カートショップ『アキランド』を経営する父親にとっては、ジュニアカートはごく自然なプレゼントだったかもしれないが、幼い晴南クンにとっては、それほど喜ばしい体験ではなかったようだ。
「2〜3歳の頃の事はあまり覚えていないんですが、4〜5歳になってコースを走れるようになってからも楽しくはなかったと思います。エンジンの音はうるさいし、振動も大きいし、カートに乗ることが楽しいという感覚はなかったですね」
子供ながらに感じたのは、カートの持つ凶暴な一面だった。その感覚のままであれば、熱心にカートを走らせることはなく、レーシングドライバー阪口晴南は幻に終わっていたことだろう。しかし、キッカケは約束されたかのように、やって来た。

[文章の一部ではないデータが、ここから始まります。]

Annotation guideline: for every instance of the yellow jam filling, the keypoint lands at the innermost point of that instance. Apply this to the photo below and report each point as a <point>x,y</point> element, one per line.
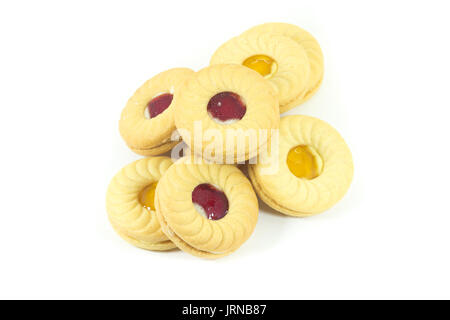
<point>147,196</point>
<point>262,64</point>
<point>304,162</point>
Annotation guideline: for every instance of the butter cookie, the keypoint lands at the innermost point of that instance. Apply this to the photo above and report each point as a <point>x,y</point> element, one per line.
<point>147,121</point>
<point>311,172</point>
<point>130,203</point>
<point>279,59</point>
<point>207,210</point>
<point>312,49</point>
<point>226,113</point>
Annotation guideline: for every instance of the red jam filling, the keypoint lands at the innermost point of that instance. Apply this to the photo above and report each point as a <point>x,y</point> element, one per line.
<point>226,106</point>
<point>159,103</point>
<point>213,201</point>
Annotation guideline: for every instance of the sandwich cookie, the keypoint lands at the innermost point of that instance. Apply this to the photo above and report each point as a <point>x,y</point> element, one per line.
<point>280,60</point>
<point>147,121</point>
<point>226,113</point>
<point>130,203</point>
<point>311,172</point>
<point>207,210</point>
<point>312,49</point>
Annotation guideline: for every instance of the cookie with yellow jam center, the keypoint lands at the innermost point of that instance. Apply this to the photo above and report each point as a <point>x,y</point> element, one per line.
<point>310,171</point>
<point>130,203</point>
<point>304,162</point>
<point>233,110</point>
<point>312,49</point>
<point>264,65</point>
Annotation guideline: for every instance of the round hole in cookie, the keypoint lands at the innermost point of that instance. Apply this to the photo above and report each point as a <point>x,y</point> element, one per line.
<point>147,196</point>
<point>264,65</point>
<point>209,201</point>
<point>157,105</point>
<point>304,162</point>
<point>226,107</point>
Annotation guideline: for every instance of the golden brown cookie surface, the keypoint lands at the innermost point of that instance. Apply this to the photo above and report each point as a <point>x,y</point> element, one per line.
<point>312,49</point>
<point>232,107</point>
<point>281,60</point>
<point>147,121</point>
<point>311,172</point>
<point>207,210</point>
<point>130,203</point>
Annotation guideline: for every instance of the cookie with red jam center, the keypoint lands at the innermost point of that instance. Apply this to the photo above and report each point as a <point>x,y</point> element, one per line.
<point>147,122</point>
<point>130,203</point>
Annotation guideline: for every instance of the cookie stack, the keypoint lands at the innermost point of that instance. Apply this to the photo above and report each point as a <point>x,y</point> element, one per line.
<point>228,118</point>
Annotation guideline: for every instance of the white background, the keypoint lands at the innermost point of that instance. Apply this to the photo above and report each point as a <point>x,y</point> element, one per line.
<point>67,70</point>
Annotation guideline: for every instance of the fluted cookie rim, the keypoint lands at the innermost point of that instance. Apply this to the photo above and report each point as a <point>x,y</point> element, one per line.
<point>262,108</point>
<point>226,178</point>
<point>152,136</point>
<point>312,48</point>
<point>122,202</point>
<point>327,189</point>
<point>293,66</point>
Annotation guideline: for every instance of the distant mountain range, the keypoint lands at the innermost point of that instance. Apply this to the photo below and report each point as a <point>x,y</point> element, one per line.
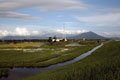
<point>87,35</point>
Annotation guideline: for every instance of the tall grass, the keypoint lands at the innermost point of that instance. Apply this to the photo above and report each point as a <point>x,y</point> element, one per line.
<point>103,64</point>
<point>41,58</point>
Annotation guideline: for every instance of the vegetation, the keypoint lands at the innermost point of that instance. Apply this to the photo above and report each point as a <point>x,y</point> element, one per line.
<point>14,58</point>
<point>4,72</point>
<point>103,64</point>
<point>18,45</point>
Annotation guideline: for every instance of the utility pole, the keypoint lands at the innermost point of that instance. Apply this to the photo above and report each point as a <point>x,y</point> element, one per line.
<point>64,36</point>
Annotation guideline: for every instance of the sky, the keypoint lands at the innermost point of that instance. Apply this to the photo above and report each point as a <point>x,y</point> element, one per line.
<point>37,17</point>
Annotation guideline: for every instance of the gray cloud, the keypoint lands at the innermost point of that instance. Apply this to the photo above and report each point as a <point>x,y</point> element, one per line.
<point>104,20</point>
<point>8,14</point>
<point>7,7</point>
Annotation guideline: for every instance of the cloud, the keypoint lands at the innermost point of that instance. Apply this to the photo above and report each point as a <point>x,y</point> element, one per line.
<point>22,31</point>
<point>71,31</point>
<point>9,14</point>
<point>47,5</point>
<point>8,6</point>
<point>112,34</point>
<point>104,20</point>
<point>17,32</point>
<point>111,10</point>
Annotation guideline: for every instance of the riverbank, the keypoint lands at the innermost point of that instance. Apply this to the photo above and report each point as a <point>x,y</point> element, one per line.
<point>103,64</point>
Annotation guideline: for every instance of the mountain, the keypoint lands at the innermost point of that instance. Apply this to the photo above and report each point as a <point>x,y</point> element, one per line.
<point>115,38</point>
<point>87,35</point>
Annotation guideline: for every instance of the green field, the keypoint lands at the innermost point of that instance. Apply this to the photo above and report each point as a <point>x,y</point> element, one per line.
<point>103,64</point>
<point>20,58</point>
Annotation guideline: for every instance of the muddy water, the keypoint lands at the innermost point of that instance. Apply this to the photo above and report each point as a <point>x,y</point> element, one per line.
<point>16,73</point>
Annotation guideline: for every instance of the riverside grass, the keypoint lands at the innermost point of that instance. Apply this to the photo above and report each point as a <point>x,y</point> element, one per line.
<point>103,64</point>
<point>14,58</point>
<point>19,45</point>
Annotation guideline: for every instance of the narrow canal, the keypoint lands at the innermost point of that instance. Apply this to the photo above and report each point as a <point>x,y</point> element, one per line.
<point>16,73</point>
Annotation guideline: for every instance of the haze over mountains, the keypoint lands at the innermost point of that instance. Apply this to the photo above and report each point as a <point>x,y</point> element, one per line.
<point>87,35</point>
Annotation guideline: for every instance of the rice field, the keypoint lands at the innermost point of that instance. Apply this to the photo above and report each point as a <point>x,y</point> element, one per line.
<point>103,64</point>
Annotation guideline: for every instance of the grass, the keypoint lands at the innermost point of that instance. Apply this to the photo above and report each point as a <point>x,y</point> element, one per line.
<point>103,64</point>
<point>18,45</point>
<point>13,58</point>
<point>4,72</point>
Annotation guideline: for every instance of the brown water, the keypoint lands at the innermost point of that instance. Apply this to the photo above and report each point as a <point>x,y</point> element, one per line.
<point>16,73</point>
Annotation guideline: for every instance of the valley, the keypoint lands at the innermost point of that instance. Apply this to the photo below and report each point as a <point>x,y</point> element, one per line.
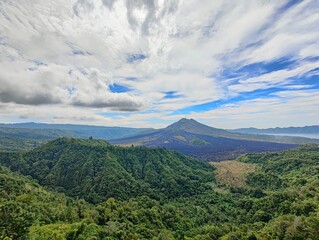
<point>82,188</point>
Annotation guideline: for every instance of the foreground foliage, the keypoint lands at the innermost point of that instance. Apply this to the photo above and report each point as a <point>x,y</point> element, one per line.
<point>280,199</point>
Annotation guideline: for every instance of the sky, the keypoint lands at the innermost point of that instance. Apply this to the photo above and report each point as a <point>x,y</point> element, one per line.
<point>148,63</point>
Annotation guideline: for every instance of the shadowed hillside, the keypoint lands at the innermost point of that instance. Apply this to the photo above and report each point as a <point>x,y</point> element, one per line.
<point>203,142</point>
<point>97,170</point>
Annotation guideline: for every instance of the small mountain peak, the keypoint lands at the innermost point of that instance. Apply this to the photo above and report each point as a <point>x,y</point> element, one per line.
<point>184,124</point>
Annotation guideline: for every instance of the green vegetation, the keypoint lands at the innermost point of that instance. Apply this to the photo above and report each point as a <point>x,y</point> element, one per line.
<point>93,190</point>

「5歳の時に初めてレースに出場したんです。そのレースで勝つことができたんですね。ただただ走るだけとは違って、他の人とレースをするのは楽しかったんです。しかも次のレースでは、2〜3歳年上の選手たちと戦って、負けてしまったんですね。それが悔しくて、カートに熱中するようになりました」
競うことの楽しさ、勝つことの喜び、そして負けることの悔しさ。アスリートとしての本能が刺激され、芽吹いた瞬間だったのだろう。それから阪口晴南少年は、カートに注力し、少しずつ、しかし確実にステップアップしながら、成長していった。